Wednesday, July 18, 2012

#6- Bounce! (MG adventure)

All ten years of her life Appie has felt like a yawnsome borington compared to her fabbletastic twin sister Dotty. So when she finds a bottle labeled Fly Bubble Mixture in her mum's workshop, she gulps it down. A superpower would be just the thing to make her stand out.

Trouble is, being the human equivalent of a rubber bouncy ball isn’t the simpleasiest superpower to control. Appie accidentally bounces onto the roof of a double-decker bus, then onto the neck of a rather surprised giraffe at the zoo, finally splash-landing in the stinky seal pool! Appie ends up far from home, and if she doesn't get back before supper, Dotty will reveal all to their parents. Appie will be grounded for life – literally.

Desperate not to lose her unique ability, she has to think for herself – something she's not used to doing with Dotty around. But as a result, she discovers that doing things her way can be way more colorful!

BOUNCE! is a MG adventure story complete at 25,000 words. It will appeal to readers who have outgrown CLEMENTINE or CLARICE BEAN but still enjoy a rib-tickling laugh.

I am an experienced journalist, writing regularly for magazines such as Parenting, Pregnancy, and Junior. As I moved to the US from London four years ago, I now have excellent media contacts in both countries. You can read more about me at

I look forward to hearing from you. Thank you for your time,

Franziska Green

First 500 words:

We have red, white and blue rules in our house. The white rules are things like don’t bite your toenails or use all the dental floss to make a tightrope for the tooth fairy. Blue Rules are a little more serious – don't store crayons on the radiator or put dried dog food in your sister's cereal. And then there are Red Rules. Do not hide in the fridge. Do not sword-fight with skewers. And do not ever touch mum’s prototype sneakers.

In my defense, Dad always says, “Appie, never forget that there are exceptions to every rule.” When he says that he’s actually talking about English grammar rules, but this was an exceptional situation. It made perfect sense. At the time.

The sneakers were grass green with a bright pink flash down the side. But that’s not what made them special – these were one of my mum’s yet-to-be-approved performance enhancing sneaker designs. (Performance enhancing as in the posh way of saying ‘better.’) She had created running sneakers with the motorized fans in front and back, football boots with ribbed tips to give extra grip on the ball and even ones with extra weight for shot-putters.

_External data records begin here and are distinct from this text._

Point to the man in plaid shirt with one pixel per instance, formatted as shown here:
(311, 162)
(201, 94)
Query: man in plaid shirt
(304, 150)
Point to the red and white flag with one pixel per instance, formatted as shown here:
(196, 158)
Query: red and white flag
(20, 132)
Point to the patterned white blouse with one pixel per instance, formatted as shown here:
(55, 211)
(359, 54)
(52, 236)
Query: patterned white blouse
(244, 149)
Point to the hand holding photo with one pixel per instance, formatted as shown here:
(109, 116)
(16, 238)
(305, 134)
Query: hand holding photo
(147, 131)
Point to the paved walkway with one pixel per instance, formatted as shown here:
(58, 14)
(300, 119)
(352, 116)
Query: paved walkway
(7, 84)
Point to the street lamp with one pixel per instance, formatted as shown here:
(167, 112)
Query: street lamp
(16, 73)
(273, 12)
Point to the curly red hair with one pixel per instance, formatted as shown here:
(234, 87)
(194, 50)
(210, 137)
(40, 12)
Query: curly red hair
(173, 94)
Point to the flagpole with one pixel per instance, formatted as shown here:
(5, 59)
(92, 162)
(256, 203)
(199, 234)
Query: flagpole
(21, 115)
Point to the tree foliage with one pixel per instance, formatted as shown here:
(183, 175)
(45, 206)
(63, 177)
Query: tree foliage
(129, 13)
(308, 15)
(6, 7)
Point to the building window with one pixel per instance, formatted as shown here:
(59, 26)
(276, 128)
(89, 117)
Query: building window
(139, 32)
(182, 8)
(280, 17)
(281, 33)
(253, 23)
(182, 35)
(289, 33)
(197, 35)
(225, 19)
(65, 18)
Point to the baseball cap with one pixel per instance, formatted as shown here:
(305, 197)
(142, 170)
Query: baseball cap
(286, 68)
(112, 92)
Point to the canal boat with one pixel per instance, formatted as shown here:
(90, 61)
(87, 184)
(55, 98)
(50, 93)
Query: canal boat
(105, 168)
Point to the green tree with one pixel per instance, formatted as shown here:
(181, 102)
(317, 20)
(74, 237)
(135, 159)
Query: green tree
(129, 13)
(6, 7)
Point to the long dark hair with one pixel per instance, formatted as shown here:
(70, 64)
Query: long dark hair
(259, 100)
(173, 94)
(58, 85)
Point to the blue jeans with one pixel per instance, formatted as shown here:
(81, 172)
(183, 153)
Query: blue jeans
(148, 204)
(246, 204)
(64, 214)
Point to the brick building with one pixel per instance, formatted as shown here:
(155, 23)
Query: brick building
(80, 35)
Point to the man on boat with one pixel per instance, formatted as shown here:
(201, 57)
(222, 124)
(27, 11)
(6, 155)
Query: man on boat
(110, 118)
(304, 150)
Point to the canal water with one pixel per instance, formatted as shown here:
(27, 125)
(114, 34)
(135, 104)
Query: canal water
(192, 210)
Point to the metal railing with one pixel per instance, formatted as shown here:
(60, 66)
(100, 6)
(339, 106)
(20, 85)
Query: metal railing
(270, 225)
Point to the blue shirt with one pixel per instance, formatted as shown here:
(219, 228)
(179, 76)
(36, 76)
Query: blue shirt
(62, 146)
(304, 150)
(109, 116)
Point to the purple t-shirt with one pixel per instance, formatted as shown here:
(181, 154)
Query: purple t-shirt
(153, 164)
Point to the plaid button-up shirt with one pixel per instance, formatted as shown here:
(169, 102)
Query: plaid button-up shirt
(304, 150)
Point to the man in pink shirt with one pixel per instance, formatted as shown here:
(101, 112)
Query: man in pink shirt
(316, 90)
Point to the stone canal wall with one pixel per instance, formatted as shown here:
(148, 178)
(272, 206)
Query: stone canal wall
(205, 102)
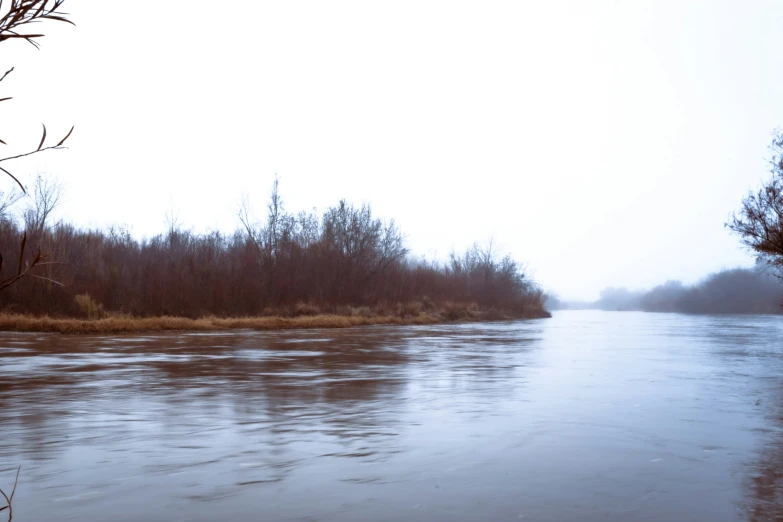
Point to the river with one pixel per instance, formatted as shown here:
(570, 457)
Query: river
(611, 416)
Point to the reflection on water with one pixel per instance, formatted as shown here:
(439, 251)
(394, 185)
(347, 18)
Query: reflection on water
(586, 416)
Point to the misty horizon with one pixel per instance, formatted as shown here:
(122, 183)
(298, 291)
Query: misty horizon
(617, 135)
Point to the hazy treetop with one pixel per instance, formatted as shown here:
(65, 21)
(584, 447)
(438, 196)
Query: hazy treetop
(603, 142)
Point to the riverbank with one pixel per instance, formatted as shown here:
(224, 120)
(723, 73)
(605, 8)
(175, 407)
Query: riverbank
(128, 324)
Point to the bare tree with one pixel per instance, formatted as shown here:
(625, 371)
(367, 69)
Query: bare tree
(9, 499)
(19, 15)
(8, 200)
(759, 222)
(16, 16)
(46, 196)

But I had my eye on the Wall-Walkers.

 Dotty, my twin sister, and I knew we were never to touch one of her prototypes.
“You could hurt yourselves,” my mum told us.
“And our bank account,” added my dad. “Those sneakers keep the roof over our heads.”

I’ve always been good at sticking to rules that make sense, but I never really understood why we shouldn’t touch the sneakers. Seemed to me they were wasted on adults – they just used them for sport. I’d use them for fun! Plus there was something I just had to see, and for that I needed the Wall-Walkers. On top of mum’s craft shelf was a bottle with a label on it. It simply said: 


I didn’t know if it was meant to be used on flies (as in the insect kind) or to help a person fly, but I had to find out.

For as long as I could remember, I had dreamed of flying. Unlike Dotty, I wasn’t graceful. She was as light as a butterfly on her feet; I moved like a crab with cramp in its legs. But I convinced myself that gravity was at fault. I was sure I would discover my inner ballerina if only I could figure out how to fly. So when I was little, I slept in my fairy wings every night in the hope that I’d wake up airborne. I never did. I just fell out of bed a lot. Something Dotty found hilarious. 

I was just an inch or so too short to reach the mixture while standing on a chair, but with the Wall-Walkers I could, in theory, go as high up the wall as I wanted.

My heart lolloped as I loosened the laces, but the fly bubble mixture was calling me.